Lower Eaton House is a Grade II listed building in the Herefordshire, County of local planning authority area, England. First listed on 22 October 1986. House. 4 related planning applications.
Lower Eaton House
- WRENN ID
- heavy-joist-spindle
- Grade
- II
- Local Planning Authority
- Herefordshire, County of
- Country
- England
- Date first listed
- 22 October 1986
- Type
- House
- Source
- Historic England listing
Description
Lower Eaton House is a house dating from the mid-18th century, with alterations and additions made in the mid- to late-19th century. It is constructed of brick with Bath stone stacks and includes a cellar and two storeys. The house has a rectangular plan aligned north-west/south-east, with a smaller block attached to the south-east.
The south-west elevation features a 2:3:2 window arrangement. The windows are 19th-century plate glass sashes with dressed, shouldered heads and chamfered jambs. Ground floor windows have shafts with fillets and dog-tooth decoration to their heads. The gabled central section has brick relieving arches with 2-centred heads, topped by a stone Lombard frieze with trefoil-headed corbels. The wings have cornices with dog-tooth decoration. A 19th-century porch has a semi-circular arch supported by shafts with foliated capitals. The sides of the arch are finished with joggled brickwork, and it has a two-leaved door with six panels to each leaf, surmounted by a spherical lamp on a wrought iron bracket. A stone foliated frieze runs along the top of the porch. Below the arch are shouldered windows with 2-centred super-arches to each return. A mid-20th century doorway has been inserted into a lowered window opening to the right, with a six-panelled door and a mid-20th century canopy above. Brick quadrant walls are attached to either side of the porch, the one to the right featuring a 20th-century steel 2-light casement window. A two-storey 19th-century wing extends to the rear right, behind the quadrant wall.
The rear elevation has a 3 + 3:3:3 window layout. The upper floor of the left-hand section has trefoil-headed openings; below these is a canted ground floor bay window. The main central section features a loggia with three trefoil-headed arches supported on columns. The spandrels of the arches are open trefoils, and above them are four heads within roundels. Within the loggia are four turquoise plaques depicting putti in various scenes, including pyramids, steam engine locomotives with punkahs, and a jungle with a tiger. The south elevation has trefoil-headed first floor windows and a late 19th-century wooden conservatory with pedestals supporting five Corinthian pilasters.

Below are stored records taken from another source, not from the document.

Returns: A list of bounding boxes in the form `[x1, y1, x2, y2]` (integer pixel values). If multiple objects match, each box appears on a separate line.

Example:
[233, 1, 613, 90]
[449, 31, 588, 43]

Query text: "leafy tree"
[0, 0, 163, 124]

The interior of the house includes an 18th-century two-flight newel staircase with turned balusters, incorporating square lower sections. The ceiling above the staircase has egg and dart mouldings to the cornice, while the flanking walls have two eared surrounds with egg and dart decoration, presumably to previously accommodate paintings. There are six-panelled 18th-century doors, an Art Nouveau brass lamp on the landing, and early central heating panels beneath some windows and in the staircase lobby, finished with marble tops and cast iron lattice grills with twisted columns. The principal central room has an 18th-century cornice, a mid- to late-19th century plaster fireplace, 19th-century polychromatic tiled floors, a glazed pine front door, and late 19th-century curtain rods with brass concealed runners. The library north of the central room has 18th-century panelling with later insertions and a large late 19th-century curtain rod with carved wooden garlands at each end.